Lyapunov-Based Deep Residual Neural Network (ResNet) Adaptive Control
Omkar Sudhir Patil, Duc M. Le, Emily J. Griffis, Warren E. Dixon
TL;DR
The paper tackles real-time adaptive control for uncertain nonlinear systems by extending Lyapunov-based weight adaptation to deep residual networks (ResNets). It introduces a recursive, Taylor-series-approximation framework to derive per-layer weight updates and proves asymptotic tracking via a nonsmooth Lyapunov analysis, with a control law that combines a ResNet feedforward, a sliding term, and a tracking term.

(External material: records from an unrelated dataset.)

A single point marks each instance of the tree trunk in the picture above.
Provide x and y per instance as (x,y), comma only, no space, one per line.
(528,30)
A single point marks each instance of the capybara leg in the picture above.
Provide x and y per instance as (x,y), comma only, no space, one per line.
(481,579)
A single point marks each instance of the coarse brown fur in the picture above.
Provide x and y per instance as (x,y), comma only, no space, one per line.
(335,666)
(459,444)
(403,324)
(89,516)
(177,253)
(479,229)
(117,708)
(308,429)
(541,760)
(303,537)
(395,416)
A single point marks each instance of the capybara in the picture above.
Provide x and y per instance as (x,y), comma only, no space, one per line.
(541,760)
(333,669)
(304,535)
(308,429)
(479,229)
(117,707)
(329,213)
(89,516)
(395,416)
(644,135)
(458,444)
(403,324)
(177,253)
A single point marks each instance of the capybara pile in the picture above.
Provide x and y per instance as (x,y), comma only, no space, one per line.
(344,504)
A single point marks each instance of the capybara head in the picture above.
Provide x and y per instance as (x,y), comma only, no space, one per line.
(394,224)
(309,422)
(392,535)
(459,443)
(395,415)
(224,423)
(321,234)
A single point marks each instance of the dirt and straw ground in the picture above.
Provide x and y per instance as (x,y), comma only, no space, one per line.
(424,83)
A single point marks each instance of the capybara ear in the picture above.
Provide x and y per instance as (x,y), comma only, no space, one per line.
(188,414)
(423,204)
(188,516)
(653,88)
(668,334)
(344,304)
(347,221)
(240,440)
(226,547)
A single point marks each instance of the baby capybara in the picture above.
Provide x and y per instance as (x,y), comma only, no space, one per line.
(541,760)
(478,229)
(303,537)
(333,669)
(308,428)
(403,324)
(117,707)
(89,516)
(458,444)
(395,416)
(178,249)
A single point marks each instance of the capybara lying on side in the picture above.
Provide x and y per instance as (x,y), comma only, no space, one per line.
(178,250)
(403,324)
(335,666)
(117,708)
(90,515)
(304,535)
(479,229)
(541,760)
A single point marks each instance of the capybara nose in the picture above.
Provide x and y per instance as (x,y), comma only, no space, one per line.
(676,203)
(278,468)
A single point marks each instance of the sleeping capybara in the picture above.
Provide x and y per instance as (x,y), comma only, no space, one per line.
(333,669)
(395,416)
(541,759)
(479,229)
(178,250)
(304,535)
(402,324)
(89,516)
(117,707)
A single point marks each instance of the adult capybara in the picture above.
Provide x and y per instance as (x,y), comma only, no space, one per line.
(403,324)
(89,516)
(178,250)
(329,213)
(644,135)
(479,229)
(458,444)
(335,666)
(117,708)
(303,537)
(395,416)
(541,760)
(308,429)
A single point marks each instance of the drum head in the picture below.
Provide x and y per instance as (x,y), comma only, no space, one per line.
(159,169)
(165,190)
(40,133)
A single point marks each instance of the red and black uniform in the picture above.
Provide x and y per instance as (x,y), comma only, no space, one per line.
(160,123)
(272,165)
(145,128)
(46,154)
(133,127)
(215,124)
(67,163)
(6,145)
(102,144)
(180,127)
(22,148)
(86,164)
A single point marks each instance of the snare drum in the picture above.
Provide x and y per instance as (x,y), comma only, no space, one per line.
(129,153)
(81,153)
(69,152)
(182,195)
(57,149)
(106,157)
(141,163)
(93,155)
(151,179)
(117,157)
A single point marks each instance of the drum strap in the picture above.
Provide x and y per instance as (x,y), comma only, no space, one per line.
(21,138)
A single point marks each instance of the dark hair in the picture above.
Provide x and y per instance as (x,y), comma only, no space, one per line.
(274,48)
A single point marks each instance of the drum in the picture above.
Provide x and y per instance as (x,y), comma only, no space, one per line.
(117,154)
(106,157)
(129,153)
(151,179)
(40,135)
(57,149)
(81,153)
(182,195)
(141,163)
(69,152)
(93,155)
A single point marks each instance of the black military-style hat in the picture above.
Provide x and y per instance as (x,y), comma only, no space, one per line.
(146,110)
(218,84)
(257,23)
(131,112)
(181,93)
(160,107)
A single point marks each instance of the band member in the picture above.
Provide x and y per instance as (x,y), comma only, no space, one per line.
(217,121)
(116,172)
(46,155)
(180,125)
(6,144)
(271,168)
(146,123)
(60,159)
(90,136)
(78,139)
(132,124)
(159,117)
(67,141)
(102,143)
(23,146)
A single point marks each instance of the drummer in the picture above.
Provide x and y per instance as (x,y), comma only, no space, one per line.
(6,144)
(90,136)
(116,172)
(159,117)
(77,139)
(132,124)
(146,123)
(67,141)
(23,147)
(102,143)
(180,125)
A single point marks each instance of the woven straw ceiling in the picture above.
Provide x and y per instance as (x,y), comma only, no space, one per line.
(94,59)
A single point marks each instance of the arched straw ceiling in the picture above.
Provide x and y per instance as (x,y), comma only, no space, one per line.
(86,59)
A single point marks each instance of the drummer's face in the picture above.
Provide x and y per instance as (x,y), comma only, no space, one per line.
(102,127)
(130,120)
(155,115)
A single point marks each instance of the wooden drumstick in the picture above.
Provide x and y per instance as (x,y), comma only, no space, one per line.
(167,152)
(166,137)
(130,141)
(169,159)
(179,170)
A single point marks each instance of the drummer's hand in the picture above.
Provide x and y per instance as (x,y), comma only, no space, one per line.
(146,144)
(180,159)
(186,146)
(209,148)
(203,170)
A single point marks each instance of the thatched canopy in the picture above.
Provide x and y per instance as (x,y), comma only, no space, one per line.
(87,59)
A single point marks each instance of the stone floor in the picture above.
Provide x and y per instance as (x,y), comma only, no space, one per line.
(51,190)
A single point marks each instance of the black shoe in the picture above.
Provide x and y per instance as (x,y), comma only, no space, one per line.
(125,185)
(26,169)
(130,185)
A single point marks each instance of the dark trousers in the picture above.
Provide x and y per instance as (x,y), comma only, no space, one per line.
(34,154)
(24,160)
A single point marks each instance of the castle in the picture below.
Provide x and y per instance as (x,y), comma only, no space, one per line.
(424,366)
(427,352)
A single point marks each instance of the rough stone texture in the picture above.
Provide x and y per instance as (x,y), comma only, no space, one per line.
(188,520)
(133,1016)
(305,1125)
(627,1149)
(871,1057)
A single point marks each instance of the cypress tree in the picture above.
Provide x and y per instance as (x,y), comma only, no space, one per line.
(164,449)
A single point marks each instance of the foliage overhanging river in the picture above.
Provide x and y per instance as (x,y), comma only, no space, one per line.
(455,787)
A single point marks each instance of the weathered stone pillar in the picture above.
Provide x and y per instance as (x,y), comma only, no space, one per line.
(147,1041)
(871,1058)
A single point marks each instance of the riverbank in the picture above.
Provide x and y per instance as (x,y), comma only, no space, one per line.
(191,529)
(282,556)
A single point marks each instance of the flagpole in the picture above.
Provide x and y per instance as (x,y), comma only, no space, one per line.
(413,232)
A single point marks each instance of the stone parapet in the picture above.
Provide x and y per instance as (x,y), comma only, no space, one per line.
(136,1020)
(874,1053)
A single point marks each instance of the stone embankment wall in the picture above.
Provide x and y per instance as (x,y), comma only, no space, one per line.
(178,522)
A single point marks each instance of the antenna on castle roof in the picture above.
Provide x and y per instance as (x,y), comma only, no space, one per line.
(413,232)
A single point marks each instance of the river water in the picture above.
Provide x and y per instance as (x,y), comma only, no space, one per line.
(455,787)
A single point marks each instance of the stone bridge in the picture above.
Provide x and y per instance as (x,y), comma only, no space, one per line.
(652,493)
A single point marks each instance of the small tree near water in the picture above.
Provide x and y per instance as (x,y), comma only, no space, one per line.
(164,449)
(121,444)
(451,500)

The key contributions include the first Lyapunov-derived adaptation laws for an arbitrary-depth ResNet in adaptive control, a rigorous stability guarantee, and a 64% performance improvement over a fully-connected DNN-based controller demonstrated through extensive Monte Carlo simulations. The work shows that shortcut connections in ResNets mitigate vanishing gradients, enabling faster, more reliable online adaptation and improved function approximation, with potential extensions to LSTM-enhanced architectures and composite adaptive strategies.
Abstract
Deep Neural Network (DNN)-based controllers have emerged as a tool to compensate for unstructured uncertainties in nonlinear dynamical systems. A recent breakthrough in the adaptive control literature provides a Lyapunov-based approach to derive weight adaptation laws for each layer of a fully-connected feedforward DNN-based adaptive controller. However, deriving weight adaptation laws from a Lyapunov-based analysis remains an open problem for deep residual neural networks (ResNets). This paper provides the first result on Lyapunov-derived weight adaptation for a ResNet-based adaptive controller. A nonsmooth Lyapunov-based analysis is provided to guarantee asymptotic tracking error convergence. Comparative Monte Carlo simulations are provided to demonstrate the performance of the developed ResNet-based adaptive controller. The ResNet-based adaptive controller shows a 64% improvement in the tracking and function approximation performance, in comparison to a fully-connected DNN-based adaptive controller.